Мы видим, что после принятия “Степного Положения” казахам стало невыгодно сдавать землю в аренду. Данная проблема возникла в результате отсутствия в казахском обществе правового института, который позволил бы реализовать право собственности на землю.

В свое время проблему введения в Казахстане института частной собственности на землю поднял Г.Гинс, говоря о необходимости “уравнения” во всех частях государства формы землевладения [36, с.7]. Он писал: “Вводить в колониях те формы землевладения, которые установились в метрополии, можно различным образом. Можно ввести частную собственность на землю сразу и раздавать казенные земли как мелкими, так и крупными участками, чтобы возможно скорее уравнять во всех частях государства формы землевладения” [36, с.7].

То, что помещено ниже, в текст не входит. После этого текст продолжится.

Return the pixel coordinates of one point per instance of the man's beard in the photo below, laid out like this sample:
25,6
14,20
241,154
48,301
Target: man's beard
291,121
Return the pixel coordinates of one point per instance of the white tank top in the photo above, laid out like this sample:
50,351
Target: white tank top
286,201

Таким образом, на рубеже XIX - XX вв. наибольшую актуальность приобретают изменения в хозяйственной деятельности казахов, которая к этому времени окончательно трансформируется под влиянием “крестьянской колонизации” края. Говоря об исследовании института собственности в обществе казахов-кочевников, необходимо отметить, что процесс эволюции собственности был столь быстрым, что исследователи едва успевали констатировать особенности изменения землепользования и землевладения в казахской общине.

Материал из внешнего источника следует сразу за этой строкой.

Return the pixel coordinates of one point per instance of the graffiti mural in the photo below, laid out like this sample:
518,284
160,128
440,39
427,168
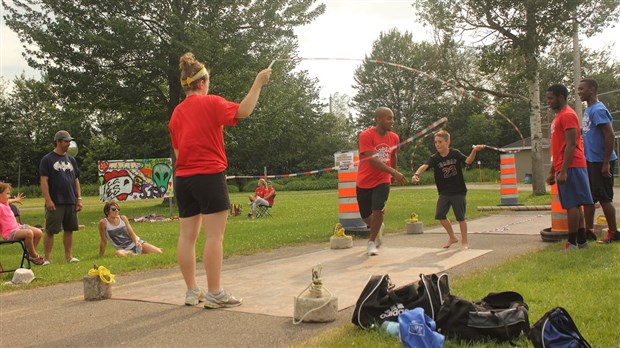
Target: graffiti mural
124,180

За менее чем пятьдесят лет в казахском обществе институт собственности изменялся, начиная от фактического отхода к общине зимней стоянки “кыстау”, позже наблюдается прикрепление летних стоянок “жайляу”, при этом расстояние между летним и зимним пастбищами резко сокращается. С момента “крестьянской колонизации” и захвата “кыстау” особую значимость приобретают сенокосы, которые, в зависимости от хозяйствующих субъектов в конкретной местности, находятся в общинном или в личном пользовании. В это время имеет место аренда русскими крестьянами казахских земель.

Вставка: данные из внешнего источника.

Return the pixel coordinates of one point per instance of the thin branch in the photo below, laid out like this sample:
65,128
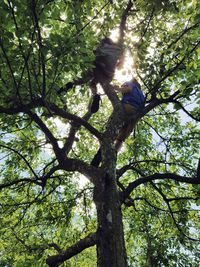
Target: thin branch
21,156
171,211
174,68
122,26
189,114
48,133
41,47
157,176
82,244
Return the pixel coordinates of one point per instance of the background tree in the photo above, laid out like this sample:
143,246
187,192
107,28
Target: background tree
139,208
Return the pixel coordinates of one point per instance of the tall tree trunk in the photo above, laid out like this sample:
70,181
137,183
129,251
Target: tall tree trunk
111,250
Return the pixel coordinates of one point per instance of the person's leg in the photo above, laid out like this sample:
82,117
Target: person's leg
127,128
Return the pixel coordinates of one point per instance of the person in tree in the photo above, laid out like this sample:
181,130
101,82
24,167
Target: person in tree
132,100
109,55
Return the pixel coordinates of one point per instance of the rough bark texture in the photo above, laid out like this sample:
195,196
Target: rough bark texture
110,237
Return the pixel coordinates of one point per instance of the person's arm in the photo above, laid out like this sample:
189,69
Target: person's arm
123,89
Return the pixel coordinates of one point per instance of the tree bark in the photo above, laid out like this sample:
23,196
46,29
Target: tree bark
110,244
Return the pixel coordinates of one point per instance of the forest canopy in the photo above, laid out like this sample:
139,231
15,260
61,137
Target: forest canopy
141,206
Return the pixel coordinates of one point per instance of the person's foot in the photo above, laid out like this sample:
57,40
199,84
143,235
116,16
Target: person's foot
65,88
97,159
95,103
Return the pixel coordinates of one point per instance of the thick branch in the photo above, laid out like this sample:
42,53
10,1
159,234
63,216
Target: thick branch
56,260
78,120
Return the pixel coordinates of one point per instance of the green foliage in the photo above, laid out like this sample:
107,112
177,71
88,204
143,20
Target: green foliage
58,44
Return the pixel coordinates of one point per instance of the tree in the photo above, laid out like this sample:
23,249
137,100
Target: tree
139,208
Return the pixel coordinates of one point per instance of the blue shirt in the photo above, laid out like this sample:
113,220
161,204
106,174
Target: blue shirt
135,97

Однако в указанный период юридически все отношения собственности, имевшие место в степных областях, носили главным образом незаконный характер, поскольку основным собственником земель казахов после принятия “Степного Положения” являлась Россия. Именно это обстоятельство вызывает наибольшие противоречия в исследованиях рубежа XIX - XX вв., поскольку одни подходили к вопросу с позиций формально-юридических критериев, а другие рассматривали собственность через экономические маркеры.

При внимательном рассмотрении данной темы мы наблюдаем, что в определении собственности отмечается ряд проблем, коренящихся в определении правовой и экономической стороны и их совмещения.

Так, согласно одной, наиболее распространенной, точки зрения “под собственностью, прежде всего, понимается:

1.Право употреблять свою вещь по произволению.

2.Право взыскивать свою вещь от всякого, завладевшего оною неправедно.

3.Право отчуждать свою вещь тому, кто хочет, при жизни и по смерти” [40, с.73].

По мнению К.Маркса, “собственность означает…первоначально не что иное, как отношение человека к его природным условиям производства…” [41, с.480].

По мнению представителей европейской цивилизации, в традиционном обществе нет четко определенного института собственности. Объяснение этому авторы находят по-разному. Одни освещают вопрос с позиции европоцентризма, полагая, что только цивилизованные народы могут достичь нормального уровня развития, в том числе развить институт собственности. Другие объясняют это природно-климатическими особенностями, которые являются детерминантами в обществе казахов-кочевников. Разделяющих первую точку зрения гораздо больше. При этом необходимо заметить, что исследователи особое внимание придают недвижимой собственности.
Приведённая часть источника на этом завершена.